Wes Brown, along with his wife, two teenage sons and pets, took shelter in a reinforced interior closet inside their home when the tornado hit. (Photo Courtesy of Max Gorden / FOX Weather)

"The reason we're alive is because Jesus Christ," Brown said. "He spared us last night."

Packed inside the closet, Brown said he noticed when the wind started to change and blow, and as it hit, it became very loud as glass began to shatter.

"We didn't know exactly how bad it was until we stepped out, and that's when your life changes," he said.

As the sun came up Saturday morning, the sound of chainsaws could be heard echoing throughout the tight-knit community.

SUGGESTED: Severe storms trigger tornado outbreak in central US

The Browns lost pretty much everything.
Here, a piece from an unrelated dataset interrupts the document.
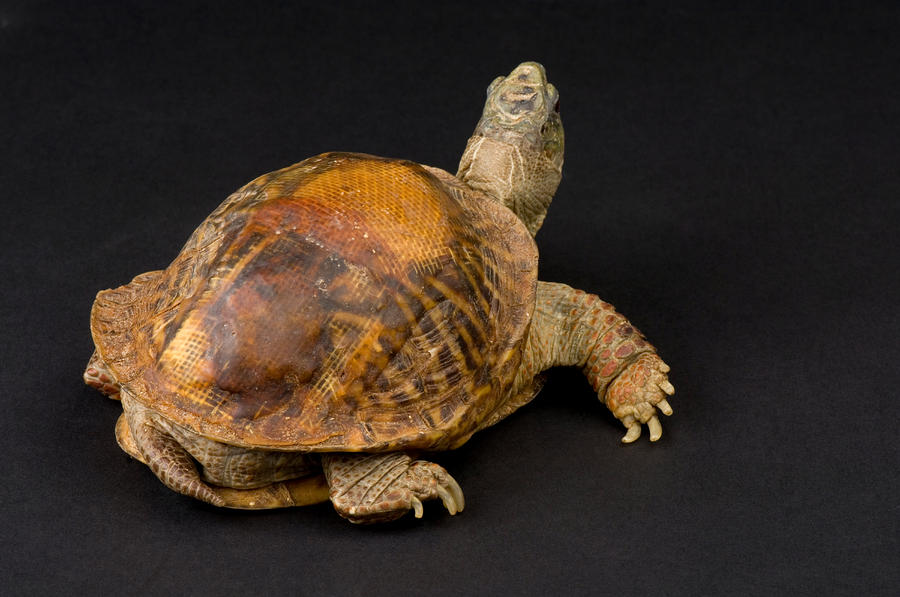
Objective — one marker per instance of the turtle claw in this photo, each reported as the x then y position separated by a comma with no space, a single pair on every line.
452,496
655,428
638,393
664,407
Their home and nearby garage are destroyed. Every one of their vehicles were either totaled or are damaged.

"We're just trying to sift through. But it's things," Brown said. "I thank God that I have my wife and my children. So that's what's most important. And if it wasn't for him, it could have ended a whole lot differently."


Numerous friends and family arrived shortly after the storm to help the Browns with many coming back Saturday to begin to pick up the pieces and start the long road to recovery.

Standing in front of the rubbles that once sheltered Brown’s family from the storm is now too much to even take in.

Knowing millions have stood once before where he stands today trying to find the things of importance, like close, pictures and valuables.

"Fifty years of stuff strung from here to who knows where," he said. "It's a lot to take in."


And at the same time, Brown wonders what to do about the insurance and where his family is going to live.

"Luckily, we are blessed to have family that live nearby. So, we stayed with my brother-in-law and sister-in-law last night," he said. "They opened our home to us and let us stay there just a few miles down the road."

The National Weather Service will be on the ground in Powderly on Saturday morning surveying the damage. A local judge declared a disaster in the area, one of the first steps toward getting additional help for the town.